Seasonally adjusted construction industry employment slipped in June to the lowest total since July 1996 while the industry’s unemployment rate remained at 20.1 percent, more than double the average for all workers, according to analysis of new federal figures by the Associated General Contractors of America.
“The recession may have ended a year ago for most of the economy, but for construction, job losses and business closures continue every month,” said Ken Simonson, chief economist for the construction trade association.
“While the rest of the economy added nearly a million jobs in the first half of 2010, 114,000 construction workers lost theirs, joining the two million others who have become unemployed since August 2006,” Simonson observed. The industry added 49,000 jobs in March and April as homebuilders and highway contractors geared up, but 30,000 jobs disappeared in May and 22,000 in June as housing cooled and nonresidential building slumped further.
The outlook for nonresidential building construction remains ominous, according to Simonson. In May, the latest month for which such data is available, architectural firms laid off workers for the 21st time in 22 months.
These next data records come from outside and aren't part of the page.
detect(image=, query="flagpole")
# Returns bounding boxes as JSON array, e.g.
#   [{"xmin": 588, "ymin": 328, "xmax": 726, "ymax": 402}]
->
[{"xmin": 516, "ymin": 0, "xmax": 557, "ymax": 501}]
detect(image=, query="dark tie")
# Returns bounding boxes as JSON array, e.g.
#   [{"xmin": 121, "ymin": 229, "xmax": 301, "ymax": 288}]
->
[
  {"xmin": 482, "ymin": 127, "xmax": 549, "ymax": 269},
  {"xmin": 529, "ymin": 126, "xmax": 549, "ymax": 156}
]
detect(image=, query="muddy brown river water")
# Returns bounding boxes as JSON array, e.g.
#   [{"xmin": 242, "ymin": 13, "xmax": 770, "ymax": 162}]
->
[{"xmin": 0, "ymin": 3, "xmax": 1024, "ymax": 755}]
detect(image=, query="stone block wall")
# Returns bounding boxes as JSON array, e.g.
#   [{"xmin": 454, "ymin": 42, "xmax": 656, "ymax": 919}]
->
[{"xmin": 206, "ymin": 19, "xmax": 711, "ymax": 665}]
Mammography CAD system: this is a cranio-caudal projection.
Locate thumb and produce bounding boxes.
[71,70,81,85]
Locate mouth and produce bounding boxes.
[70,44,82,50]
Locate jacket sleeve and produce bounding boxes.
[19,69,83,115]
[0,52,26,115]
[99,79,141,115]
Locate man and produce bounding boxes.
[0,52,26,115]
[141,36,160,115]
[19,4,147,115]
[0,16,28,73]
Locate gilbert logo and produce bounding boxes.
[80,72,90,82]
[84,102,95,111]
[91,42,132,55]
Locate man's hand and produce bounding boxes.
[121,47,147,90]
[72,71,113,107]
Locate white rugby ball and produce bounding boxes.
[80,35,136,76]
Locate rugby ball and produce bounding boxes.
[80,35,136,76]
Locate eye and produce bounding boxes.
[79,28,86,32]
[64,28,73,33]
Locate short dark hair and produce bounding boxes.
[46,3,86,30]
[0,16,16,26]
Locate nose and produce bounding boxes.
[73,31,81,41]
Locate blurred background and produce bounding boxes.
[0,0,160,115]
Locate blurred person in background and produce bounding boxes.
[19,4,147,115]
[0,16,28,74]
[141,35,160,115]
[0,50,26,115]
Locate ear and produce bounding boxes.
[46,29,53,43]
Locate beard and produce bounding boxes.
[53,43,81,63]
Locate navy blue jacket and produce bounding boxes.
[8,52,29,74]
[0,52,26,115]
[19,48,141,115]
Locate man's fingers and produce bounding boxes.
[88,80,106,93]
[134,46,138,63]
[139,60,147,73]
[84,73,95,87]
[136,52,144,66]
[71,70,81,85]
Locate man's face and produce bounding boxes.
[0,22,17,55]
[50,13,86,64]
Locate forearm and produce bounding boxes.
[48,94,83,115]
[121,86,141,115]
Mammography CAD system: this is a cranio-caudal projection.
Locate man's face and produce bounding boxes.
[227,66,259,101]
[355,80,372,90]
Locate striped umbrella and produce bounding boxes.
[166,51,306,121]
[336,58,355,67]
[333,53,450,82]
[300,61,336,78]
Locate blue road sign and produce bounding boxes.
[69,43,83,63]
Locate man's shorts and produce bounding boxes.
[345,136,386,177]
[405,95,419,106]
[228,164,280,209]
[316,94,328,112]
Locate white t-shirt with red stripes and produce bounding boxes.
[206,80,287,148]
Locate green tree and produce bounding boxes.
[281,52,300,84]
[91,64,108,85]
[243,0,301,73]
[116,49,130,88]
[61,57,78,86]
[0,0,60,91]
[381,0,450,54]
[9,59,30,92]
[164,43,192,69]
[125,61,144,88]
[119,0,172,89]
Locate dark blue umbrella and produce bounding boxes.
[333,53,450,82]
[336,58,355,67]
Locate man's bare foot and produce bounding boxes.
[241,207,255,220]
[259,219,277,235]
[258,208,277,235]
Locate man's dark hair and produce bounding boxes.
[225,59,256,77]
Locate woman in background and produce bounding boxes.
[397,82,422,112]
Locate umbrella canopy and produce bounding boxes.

“If there’s less work for architects now, there will be less for building contractors to bid on and build in coming months,” Simonson remarked. In contrast, engineering and drafting firms, which design infrastructure projects, added jobs three months in a row through May.”
Heavy and civil engineering construction—the category that covers most workers in transportation, power, water and wastewater construction—added 1,300 workers in June and has held roughly steady since last October, as federal stimulus funds have boosted construction in these categories, Simonson noted.
“The stimulus has helped,” said Stephen E. Sandherr, CEO of the association, “but any gains the industry experienced will evaporate unless Congress and the Administration promptly enact long-term spending bills for transportation, water, wastewater, rivers and harbors.”